Your right to appeal an SSD denial: Understand the process

Social Security Disability Insurance and Supplemental Security Income are government programs, of course, with specific rules and a specific process set up to ensure that decisions made about these important benefits are made fairly.

The Social Security disability application and appeals process is essentially the same here in Maryland as in other states:

  • Your initial application is considered by Maryland Disability Determination Services and the Social Security Administration.
  • If your claim is denied, you can request reconsideration.
  • If your claim is denied upon reconsideration, you can ask for a hearing before an administrative law judge at the SSA's Office of Disability Adjudication and Review.
  • If your claim is denied, you can appeal to the SSA's Appeals Council.
  • If your claim is denied here, you can still appeal to the federal courts.

The U.S. Constitution gives you the right to the due process of law in any courtroom or official process, including those involving Social Security disability. You should not feel pressured to forego that right. If you sincerely believe your physical or mental condition should qualify for Social Security disability, it is your right -- and it is in your interest -- to appeal denials of your claim.

You have the right to an attorney, but how can you afford one?

You have the right to be represented by an attorney during the Social Security disability process, although it's not required. If you're not working and have limited resources, though, how can you afford to pay for one?
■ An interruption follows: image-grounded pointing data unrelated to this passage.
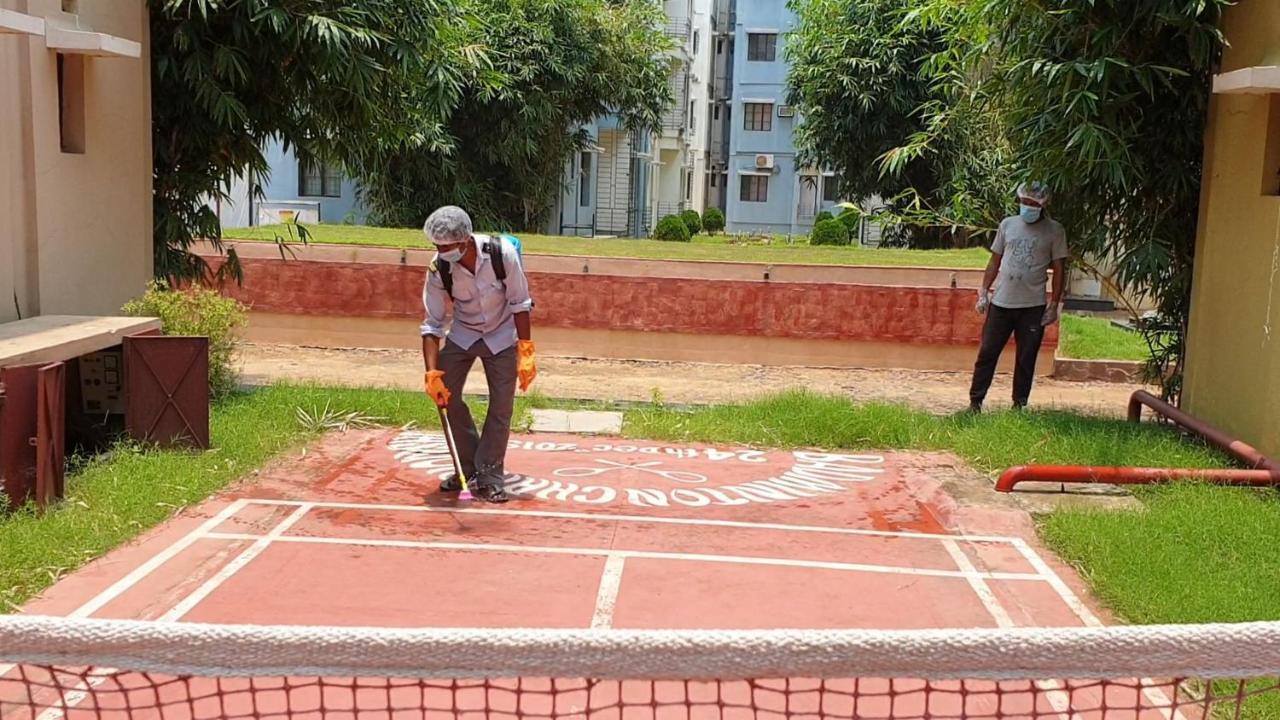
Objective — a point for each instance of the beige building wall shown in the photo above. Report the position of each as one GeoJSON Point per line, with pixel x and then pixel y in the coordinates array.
{"type": "Point", "coordinates": [74, 227]}
{"type": "Point", "coordinates": [1233, 363]}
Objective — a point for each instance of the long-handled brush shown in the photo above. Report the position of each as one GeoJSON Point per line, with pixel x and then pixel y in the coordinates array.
{"type": "Point", "coordinates": [453, 454]}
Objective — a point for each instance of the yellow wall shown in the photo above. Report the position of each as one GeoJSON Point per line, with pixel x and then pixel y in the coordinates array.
{"type": "Point", "coordinates": [74, 228]}
{"type": "Point", "coordinates": [1233, 364]}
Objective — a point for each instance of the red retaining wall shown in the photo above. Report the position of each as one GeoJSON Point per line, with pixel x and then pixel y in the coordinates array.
{"type": "Point", "coordinates": [656, 304]}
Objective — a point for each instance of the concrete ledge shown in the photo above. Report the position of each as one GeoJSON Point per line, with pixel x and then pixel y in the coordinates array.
{"type": "Point", "coordinates": [277, 328]}
{"type": "Point", "coordinates": [1097, 370]}
{"type": "Point", "coordinates": [888, 276]}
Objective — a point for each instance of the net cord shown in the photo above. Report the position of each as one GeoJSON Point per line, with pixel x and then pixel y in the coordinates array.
{"type": "Point", "coordinates": [1212, 651]}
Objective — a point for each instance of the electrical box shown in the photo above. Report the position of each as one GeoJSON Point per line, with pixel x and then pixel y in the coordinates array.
{"type": "Point", "coordinates": [103, 382]}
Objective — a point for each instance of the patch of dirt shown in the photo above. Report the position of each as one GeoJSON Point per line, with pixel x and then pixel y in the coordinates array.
{"type": "Point", "coordinates": [691, 383]}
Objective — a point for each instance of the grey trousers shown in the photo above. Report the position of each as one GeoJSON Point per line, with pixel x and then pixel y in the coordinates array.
{"type": "Point", "coordinates": [481, 454]}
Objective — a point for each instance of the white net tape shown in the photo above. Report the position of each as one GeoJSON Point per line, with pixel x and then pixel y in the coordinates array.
{"type": "Point", "coordinates": [238, 651]}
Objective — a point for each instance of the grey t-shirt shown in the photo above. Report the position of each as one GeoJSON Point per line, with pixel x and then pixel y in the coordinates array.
{"type": "Point", "coordinates": [1027, 251]}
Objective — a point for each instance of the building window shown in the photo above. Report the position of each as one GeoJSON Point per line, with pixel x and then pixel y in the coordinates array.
{"type": "Point", "coordinates": [316, 180]}
{"type": "Point", "coordinates": [758, 115]}
{"type": "Point", "coordinates": [831, 188]}
{"type": "Point", "coordinates": [762, 46]}
{"type": "Point", "coordinates": [584, 182]}
{"type": "Point", "coordinates": [755, 188]}
{"type": "Point", "coordinates": [71, 103]}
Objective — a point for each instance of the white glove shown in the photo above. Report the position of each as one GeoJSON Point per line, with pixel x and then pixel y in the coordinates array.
{"type": "Point", "coordinates": [1050, 315]}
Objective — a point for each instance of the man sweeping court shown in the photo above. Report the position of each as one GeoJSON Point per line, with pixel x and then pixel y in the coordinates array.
{"type": "Point", "coordinates": [485, 281]}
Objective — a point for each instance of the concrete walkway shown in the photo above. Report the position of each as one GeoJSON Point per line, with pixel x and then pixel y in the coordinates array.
{"type": "Point", "coordinates": [677, 382]}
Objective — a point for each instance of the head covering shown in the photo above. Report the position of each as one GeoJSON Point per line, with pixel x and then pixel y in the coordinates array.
{"type": "Point", "coordinates": [448, 226]}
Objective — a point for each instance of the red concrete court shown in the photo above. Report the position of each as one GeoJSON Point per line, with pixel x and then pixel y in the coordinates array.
{"type": "Point", "coordinates": [604, 533]}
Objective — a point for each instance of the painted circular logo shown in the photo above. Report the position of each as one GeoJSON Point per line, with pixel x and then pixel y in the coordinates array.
{"type": "Point", "coordinates": [652, 475]}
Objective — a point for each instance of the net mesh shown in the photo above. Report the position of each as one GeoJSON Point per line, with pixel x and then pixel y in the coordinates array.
{"type": "Point", "coordinates": [58, 668]}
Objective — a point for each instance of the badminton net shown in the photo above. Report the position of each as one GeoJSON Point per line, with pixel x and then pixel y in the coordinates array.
{"type": "Point", "coordinates": [53, 668]}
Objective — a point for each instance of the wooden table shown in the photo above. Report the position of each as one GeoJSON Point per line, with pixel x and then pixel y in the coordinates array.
{"type": "Point", "coordinates": [51, 338]}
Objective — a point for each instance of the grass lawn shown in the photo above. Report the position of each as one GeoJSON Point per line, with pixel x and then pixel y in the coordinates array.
{"type": "Point", "coordinates": [703, 247]}
{"type": "Point", "coordinates": [1096, 338]}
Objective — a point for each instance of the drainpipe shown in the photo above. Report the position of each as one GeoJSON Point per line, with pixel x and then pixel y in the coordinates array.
{"type": "Point", "coordinates": [1264, 472]}
{"type": "Point", "coordinates": [1242, 451]}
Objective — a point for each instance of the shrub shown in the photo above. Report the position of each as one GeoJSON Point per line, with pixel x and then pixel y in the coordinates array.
{"type": "Point", "coordinates": [671, 228]}
{"type": "Point", "coordinates": [197, 311]}
{"type": "Point", "coordinates": [851, 219]}
{"type": "Point", "coordinates": [713, 220]}
{"type": "Point", "coordinates": [693, 220]}
{"type": "Point", "coordinates": [830, 232]}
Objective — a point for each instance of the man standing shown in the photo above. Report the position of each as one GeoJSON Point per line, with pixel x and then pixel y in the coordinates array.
{"type": "Point", "coordinates": [1027, 246]}
{"type": "Point", "coordinates": [490, 322]}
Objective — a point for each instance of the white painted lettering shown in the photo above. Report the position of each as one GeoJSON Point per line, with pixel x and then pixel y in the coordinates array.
{"type": "Point", "coordinates": [557, 490]}
{"type": "Point", "coordinates": [607, 495]}
{"type": "Point", "coordinates": [690, 497]}
{"type": "Point", "coordinates": [647, 497]}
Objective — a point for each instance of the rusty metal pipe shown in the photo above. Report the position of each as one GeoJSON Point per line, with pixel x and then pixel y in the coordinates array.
{"type": "Point", "coordinates": [1084, 474]}
{"type": "Point", "coordinates": [1240, 450]}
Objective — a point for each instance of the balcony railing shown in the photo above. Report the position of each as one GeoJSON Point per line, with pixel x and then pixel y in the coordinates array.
{"type": "Point", "coordinates": [677, 28]}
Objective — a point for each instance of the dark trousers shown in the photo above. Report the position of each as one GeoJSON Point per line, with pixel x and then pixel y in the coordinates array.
{"type": "Point", "coordinates": [1024, 324]}
{"type": "Point", "coordinates": [481, 454]}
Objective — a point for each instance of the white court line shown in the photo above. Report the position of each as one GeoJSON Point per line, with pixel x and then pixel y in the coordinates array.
{"type": "Point", "coordinates": [607, 597]}
{"type": "Point", "coordinates": [152, 563]}
{"type": "Point", "coordinates": [99, 675]}
{"type": "Point", "coordinates": [1057, 583]}
{"type": "Point", "coordinates": [631, 554]}
{"type": "Point", "coordinates": [236, 565]}
{"type": "Point", "coordinates": [609, 518]}
{"type": "Point", "coordinates": [1054, 691]}
{"type": "Point", "coordinates": [979, 586]}
{"type": "Point", "coordinates": [1155, 695]}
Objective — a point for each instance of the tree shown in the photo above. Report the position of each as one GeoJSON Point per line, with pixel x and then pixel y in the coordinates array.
{"type": "Point", "coordinates": [563, 63]}
{"type": "Point", "coordinates": [859, 76]}
{"type": "Point", "coordinates": [330, 78]}
{"type": "Point", "coordinates": [1105, 100]}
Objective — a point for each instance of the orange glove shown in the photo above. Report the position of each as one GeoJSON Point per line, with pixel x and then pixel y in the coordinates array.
{"type": "Point", "coordinates": [435, 388]}
{"type": "Point", "coordinates": [525, 365]}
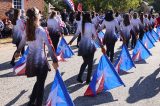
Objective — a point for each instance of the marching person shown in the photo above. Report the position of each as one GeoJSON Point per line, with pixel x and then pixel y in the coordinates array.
{"type": "Point", "coordinates": [17, 32]}
{"type": "Point", "coordinates": [126, 29]}
{"type": "Point", "coordinates": [86, 46]}
{"type": "Point", "coordinates": [78, 22]}
{"type": "Point", "coordinates": [36, 63]}
{"type": "Point", "coordinates": [135, 21]}
{"type": "Point", "coordinates": [54, 29]}
{"type": "Point", "coordinates": [141, 26]}
{"type": "Point", "coordinates": [110, 37]}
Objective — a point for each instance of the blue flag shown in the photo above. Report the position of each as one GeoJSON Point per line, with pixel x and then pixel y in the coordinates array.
{"type": "Point", "coordinates": [158, 31]}
{"type": "Point", "coordinates": [64, 49]}
{"type": "Point", "coordinates": [155, 35]}
{"type": "Point", "coordinates": [147, 42]}
{"type": "Point", "coordinates": [70, 4]}
{"type": "Point", "coordinates": [105, 78]}
{"type": "Point", "coordinates": [151, 37]}
{"type": "Point", "coordinates": [101, 36]}
{"type": "Point", "coordinates": [96, 43]}
{"type": "Point", "coordinates": [20, 66]}
{"type": "Point", "coordinates": [124, 62]}
{"type": "Point", "coordinates": [140, 52]}
{"type": "Point", "coordinates": [59, 95]}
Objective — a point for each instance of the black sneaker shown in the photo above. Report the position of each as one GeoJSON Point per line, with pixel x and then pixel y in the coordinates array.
{"type": "Point", "coordinates": [12, 63]}
{"type": "Point", "coordinates": [79, 80]}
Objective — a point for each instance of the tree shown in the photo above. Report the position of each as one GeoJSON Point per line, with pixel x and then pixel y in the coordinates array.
{"type": "Point", "coordinates": [99, 5]}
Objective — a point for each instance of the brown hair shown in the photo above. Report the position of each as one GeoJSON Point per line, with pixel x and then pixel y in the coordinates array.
{"type": "Point", "coordinates": [53, 14]}
{"type": "Point", "coordinates": [15, 16]}
{"type": "Point", "coordinates": [32, 17]}
{"type": "Point", "coordinates": [126, 20]}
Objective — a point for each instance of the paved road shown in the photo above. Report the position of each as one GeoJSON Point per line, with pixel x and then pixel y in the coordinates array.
{"type": "Point", "coordinates": [142, 84]}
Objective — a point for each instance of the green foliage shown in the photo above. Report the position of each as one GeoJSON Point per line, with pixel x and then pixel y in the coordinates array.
{"type": "Point", "coordinates": [45, 12]}
{"type": "Point", "coordinates": [156, 5]}
{"type": "Point", "coordinates": [99, 5]}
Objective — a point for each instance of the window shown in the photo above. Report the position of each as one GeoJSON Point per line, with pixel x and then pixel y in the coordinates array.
{"type": "Point", "coordinates": [17, 4]}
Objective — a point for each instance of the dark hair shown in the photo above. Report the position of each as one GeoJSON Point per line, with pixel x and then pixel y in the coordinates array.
{"type": "Point", "coordinates": [15, 16]}
{"type": "Point", "coordinates": [135, 15]}
{"type": "Point", "coordinates": [32, 17]}
{"type": "Point", "coordinates": [109, 15]}
{"type": "Point", "coordinates": [145, 15]}
{"type": "Point", "coordinates": [117, 13]}
{"type": "Point", "coordinates": [78, 16]}
{"type": "Point", "coordinates": [53, 14]}
{"type": "Point", "coordinates": [149, 16]}
{"type": "Point", "coordinates": [93, 14]}
{"type": "Point", "coordinates": [86, 19]}
{"type": "Point", "coordinates": [126, 20]}
{"type": "Point", "coordinates": [141, 17]}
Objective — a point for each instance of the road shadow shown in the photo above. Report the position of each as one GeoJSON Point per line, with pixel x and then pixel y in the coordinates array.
{"type": "Point", "coordinates": [145, 88]}
{"type": "Point", "coordinates": [47, 89]}
{"type": "Point", "coordinates": [73, 47]}
{"type": "Point", "coordinates": [97, 100]}
{"type": "Point", "coordinates": [9, 74]}
{"type": "Point", "coordinates": [141, 62]}
{"type": "Point", "coordinates": [71, 83]}
{"type": "Point", "coordinates": [12, 102]}
{"type": "Point", "coordinates": [5, 66]}
{"type": "Point", "coordinates": [124, 73]}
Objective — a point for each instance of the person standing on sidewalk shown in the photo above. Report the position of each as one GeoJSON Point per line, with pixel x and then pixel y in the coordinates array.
{"type": "Point", "coordinates": [86, 45]}
{"type": "Point", "coordinates": [36, 63]}
{"type": "Point", "coordinates": [17, 32]}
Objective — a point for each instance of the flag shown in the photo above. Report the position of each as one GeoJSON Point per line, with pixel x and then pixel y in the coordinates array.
{"type": "Point", "coordinates": [96, 43]}
{"type": "Point", "coordinates": [104, 31]}
{"type": "Point", "coordinates": [147, 42]}
{"type": "Point", "coordinates": [79, 8]}
{"type": "Point", "coordinates": [140, 52]}
{"type": "Point", "coordinates": [59, 95]}
{"type": "Point", "coordinates": [70, 4]}
{"type": "Point", "coordinates": [124, 62]}
{"type": "Point", "coordinates": [105, 78]}
{"type": "Point", "coordinates": [64, 49]}
{"type": "Point", "coordinates": [158, 31]}
{"type": "Point", "coordinates": [101, 36]}
{"type": "Point", "coordinates": [20, 66]}
{"type": "Point", "coordinates": [155, 35]}
{"type": "Point", "coordinates": [151, 37]}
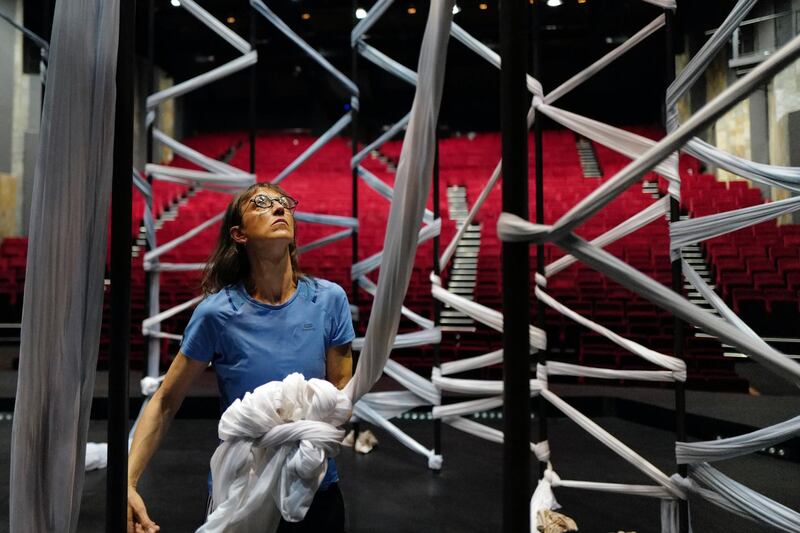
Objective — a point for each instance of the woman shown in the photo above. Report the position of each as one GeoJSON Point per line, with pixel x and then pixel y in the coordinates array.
{"type": "Point", "coordinates": [261, 320]}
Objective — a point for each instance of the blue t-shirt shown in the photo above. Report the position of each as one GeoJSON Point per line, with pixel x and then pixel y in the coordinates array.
{"type": "Point", "coordinates": [250, 343]}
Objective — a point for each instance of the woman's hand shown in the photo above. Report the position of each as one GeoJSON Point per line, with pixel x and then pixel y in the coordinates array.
{"type": "Point", "coordinates": [138, 521]}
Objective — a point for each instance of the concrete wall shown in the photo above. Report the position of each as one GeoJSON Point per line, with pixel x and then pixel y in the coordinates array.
{"type": "Point", "coordinates": [20, 102]}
There are specific rules to protect you by limiting what attorneys can charge in Social Security disability cases:

  • An SSD attorney generally cannot charge you an up-front fee.
  • Your attorney's fees will be paid out of any past-due benefits ultimately determined to be owed to you.
  • Your total fee cannot exceed 25 percent of past-due benefits or $6,000, whichever is lower.
  • For appeals, your attorney can charge a reasonable fee, but the total amount of attorney fees you pay cannot legally exceed 25 percent of your past-due benefits.
  • The SSA must approve any fee arrangements you make.

We know you're suffering, and nobody wants wade through a bunch of rules and regulations. Keep in mind that these programs were set up to help people like you. Don't give up.